An ultra violet light (Wood’s light) can help in the diagnosis, where some (not all) fungal infections of the scalp will turn a fluorescent green or yellow under this light.

If it is a case of animal fungus type infection, then it may be necessary to examine those animals that have been in contact, such as the pets at home.


School children suffering from tinea capitis have to stay away from attending school, usually after having used the medicated shampoo and oral treatment for 5 days. Fellow schoolmates need to be examined for the signs of tinea capitis, while close contact such as family members need to use medicated shampoo to reduce the chance of carriage.

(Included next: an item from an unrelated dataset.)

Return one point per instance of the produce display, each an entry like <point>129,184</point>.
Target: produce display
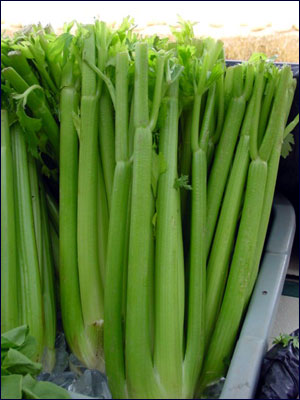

The fungal spores can exist in the inside or outside of the hair shaft. Usually it is the external one that is more difficult to treat and will require a longer course of treatment.

Medicated Shampoo

It usually contains ketaconazole. However this external treatment is not totally effective when used on its own, because it cannot penetrate deep enough into the centre of hair follicles and the hair root. It should be regarded only as a supplementary treatment, to reduce the number of fungal spores on the outside of hair shaft and therefore the spread, as well as to speed up the recovery.

Oral Treatments

In the past, the traditional treatment has been Griseofulvin, which has a very good safety profile in children. The usual course is 4 to 6 weeks of treatment, with some types of fungi needing a longer course. The incidence of fungi becoming resistant to griseofulvin has increased a lot recently.

Terbinafine and Itraconazole have been shown more recently to be safe too in children, and because of their much better efficacy, more and more doctors have turned to prescribe them instead.

The course of Terbinafine is 2 to 4 weeks. The cure rate can be as high as 80 to 100%. Some types of fungi may require a longer course. For those cases of external spores, the cure rate is not too satisfactory, even when the course is increased to 8 to 12 weeks.

Itraconazole has the same course period of 2 to 4 weeks, and again may require a longer period for some types of fungi. The cure rate is similar to Terbinafine. It has a suspension preparation, which is more convenient for small children. It can also be taken in a cyclical regime, where only 1 week’s treatment is taken in a given month. The cure rate can be as high as 90% after 2 to 3 cycles.